Don't mistake the weather for climate.
The newspaper industry is in the middle of a hurricane that's hitting
all businesses. When car dealers quit advertising, when businesses quit
hiring, when real estate tanks, when retailers scale back, of course
newspapers are going to be hurt.
Because of the high fixed costs of debt service, news companies respond
by channeling that hurt to the major variable costs: newsprint and
labor. So you get broadsheet newspapers that are ten inches wide,
weak-day editions disappearing, and copy editors working as Walmart
greeters.
Like the weather, the economy's effects are inconsistent. Some markets
are more stable than others.
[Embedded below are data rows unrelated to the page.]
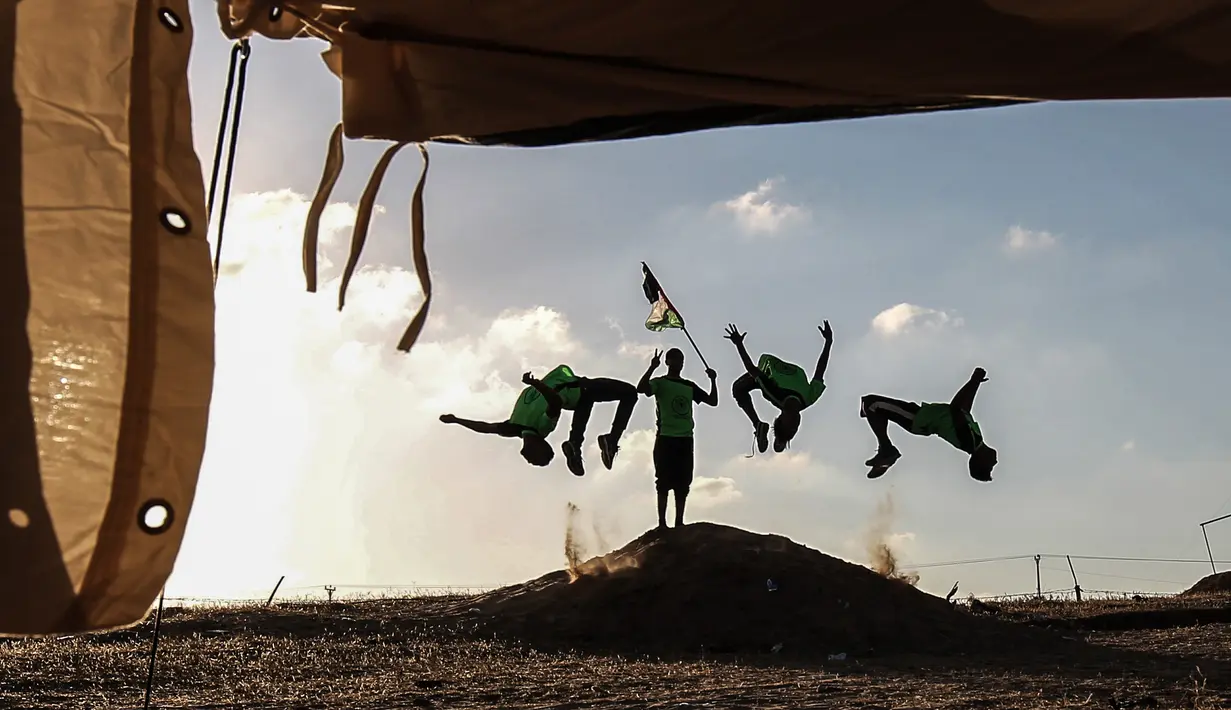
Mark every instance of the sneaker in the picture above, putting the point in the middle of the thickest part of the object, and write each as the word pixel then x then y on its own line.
pixel 885 457
pixel 574 458
pixel 762 437
pixel 608 449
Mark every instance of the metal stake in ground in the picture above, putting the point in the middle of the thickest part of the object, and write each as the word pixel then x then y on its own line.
pixel 158 626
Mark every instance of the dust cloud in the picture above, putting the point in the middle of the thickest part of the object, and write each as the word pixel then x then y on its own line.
pixel 576 550
pixel 878 539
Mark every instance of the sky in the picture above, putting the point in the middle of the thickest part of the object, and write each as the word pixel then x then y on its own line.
pixel 1077 252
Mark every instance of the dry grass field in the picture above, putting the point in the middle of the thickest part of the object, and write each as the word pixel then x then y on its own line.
pixel 459 652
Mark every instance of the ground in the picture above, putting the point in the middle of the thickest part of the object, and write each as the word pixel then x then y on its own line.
pixel 380 654
pixel 702 617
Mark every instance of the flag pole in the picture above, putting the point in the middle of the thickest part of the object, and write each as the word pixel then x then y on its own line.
pixel 672 307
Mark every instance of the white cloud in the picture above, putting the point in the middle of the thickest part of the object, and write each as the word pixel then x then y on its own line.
pixel 906 318
pixel 712 492
pixel 757 212
pixel 326 460
pixel 638 351
pixel 1021 240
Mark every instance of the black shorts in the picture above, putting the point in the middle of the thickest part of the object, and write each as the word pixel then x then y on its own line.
pixel 899 411
pixel 672 464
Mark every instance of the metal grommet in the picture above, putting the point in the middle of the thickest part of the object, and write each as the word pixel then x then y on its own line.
pixel 175 222
pixel 155 517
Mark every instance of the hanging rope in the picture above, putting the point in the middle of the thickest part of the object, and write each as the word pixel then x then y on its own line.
pixel 240 53
pixel 363 219
pixel 420 255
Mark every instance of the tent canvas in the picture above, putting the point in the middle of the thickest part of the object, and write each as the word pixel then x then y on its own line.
pixel 107 357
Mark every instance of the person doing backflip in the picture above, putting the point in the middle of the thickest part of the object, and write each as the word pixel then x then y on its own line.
pixel 785 385
pixel 953 422
pixel 537 414
pixel 673 398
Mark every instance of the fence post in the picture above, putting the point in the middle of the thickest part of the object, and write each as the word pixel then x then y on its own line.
pixel 1076 586
pixel 270 601
pixel 1208 550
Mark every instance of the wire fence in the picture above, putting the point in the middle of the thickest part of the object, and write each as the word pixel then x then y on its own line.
pixel 1043 562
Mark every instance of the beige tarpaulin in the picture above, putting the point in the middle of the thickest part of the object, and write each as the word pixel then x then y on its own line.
pixel 550 71
pixel 106 352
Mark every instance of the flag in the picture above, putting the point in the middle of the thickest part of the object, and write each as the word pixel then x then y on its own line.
pixel 662 314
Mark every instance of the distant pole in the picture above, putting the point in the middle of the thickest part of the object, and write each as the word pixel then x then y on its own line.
pixel 158 628
pixel 270 601
pixel 1076 586
pixel 1210 553
pixel 683 326
pixel 1208 550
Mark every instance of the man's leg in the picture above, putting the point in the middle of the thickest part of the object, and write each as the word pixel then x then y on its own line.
pixel 571 448
pixel 741 389
pixel 879 411
pixel 661 484
pixel 612 390
pixel 682 482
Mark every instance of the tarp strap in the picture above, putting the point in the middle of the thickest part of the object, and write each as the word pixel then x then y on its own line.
pixel 334 159
pixel 420 256
pixel 240 53
pixel 244 27
pixel 363 219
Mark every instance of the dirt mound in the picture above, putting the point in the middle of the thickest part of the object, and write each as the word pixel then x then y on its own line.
pixel 1219 583
pixel 725 590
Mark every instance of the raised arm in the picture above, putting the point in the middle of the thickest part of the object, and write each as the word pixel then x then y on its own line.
pixel 499 428
pixel 712 395
pixel 824 361
pixel 735 336
pixel 965 398
pixel 554 404
pixel 643 385
pixel 962 405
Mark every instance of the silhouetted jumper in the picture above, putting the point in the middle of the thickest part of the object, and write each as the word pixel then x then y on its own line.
pixel 537 412
pixel 953 422
pixel 783 384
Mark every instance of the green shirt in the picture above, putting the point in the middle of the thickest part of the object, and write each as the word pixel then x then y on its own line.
pixel 788 379
pixel 531 411
pixel 673 399
pixel 936 418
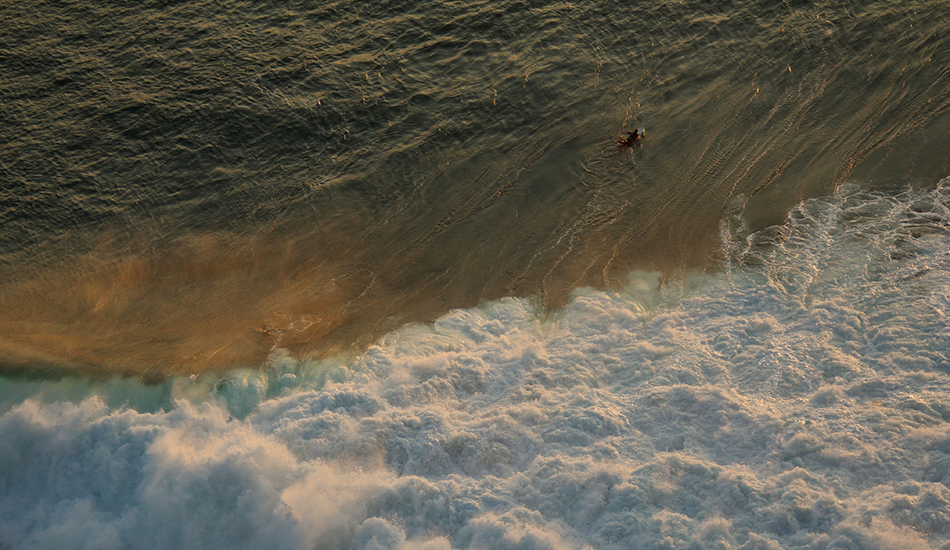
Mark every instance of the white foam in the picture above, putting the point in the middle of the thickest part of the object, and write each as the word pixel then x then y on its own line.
pixel 800 398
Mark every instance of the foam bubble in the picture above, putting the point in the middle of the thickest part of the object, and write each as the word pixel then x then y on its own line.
pixel 799 398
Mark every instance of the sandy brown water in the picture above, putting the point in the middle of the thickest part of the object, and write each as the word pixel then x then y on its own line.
pixel 189 187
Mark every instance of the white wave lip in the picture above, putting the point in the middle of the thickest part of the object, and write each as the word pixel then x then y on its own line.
pixel 800 398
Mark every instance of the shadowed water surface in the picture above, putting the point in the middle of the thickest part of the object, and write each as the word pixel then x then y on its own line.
pixel 188 186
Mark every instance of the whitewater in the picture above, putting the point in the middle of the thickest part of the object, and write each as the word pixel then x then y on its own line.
pixel 798 398
pixel 360 275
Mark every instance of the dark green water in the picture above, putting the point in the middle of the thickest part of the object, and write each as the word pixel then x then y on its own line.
pixel 188 186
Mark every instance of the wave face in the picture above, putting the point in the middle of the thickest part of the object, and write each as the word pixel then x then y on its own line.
pixel 187 186
pixel 800 397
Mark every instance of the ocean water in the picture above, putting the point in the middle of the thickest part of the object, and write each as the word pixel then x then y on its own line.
pixel 354 275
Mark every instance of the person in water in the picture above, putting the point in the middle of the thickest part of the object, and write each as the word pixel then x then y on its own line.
pixel 634 137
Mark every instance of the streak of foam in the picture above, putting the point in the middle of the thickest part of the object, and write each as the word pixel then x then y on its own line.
pixel 797 399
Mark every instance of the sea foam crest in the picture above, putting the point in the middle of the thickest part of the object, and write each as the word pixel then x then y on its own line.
pixel 798 398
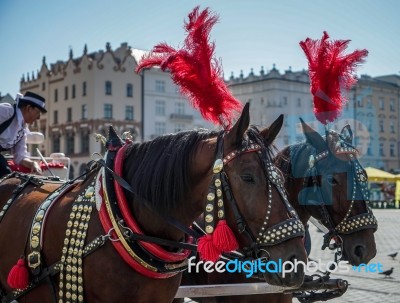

So it's possible to point today to
individual newspapers that are doing quite well, even though their
ownership may be in crisis.
Like a hurricane, the global economic crisis will end. In its wake there
will be a profitable business for many surviving newspapers. People who
proclaim the imminent end of print are overstating the case (and
peddling their books/consulting/speechmaking).
But in the background there is climate change: the long downward march
of print readership, the constant emergence of new competitors, the
disappearance of the scarcity on which newspapers evolved. There is time
to respond, to reshape into businesses that are designed for the coming
climate, but many won't. We all tend to have short attention spans, and
too many of us believe our own spin.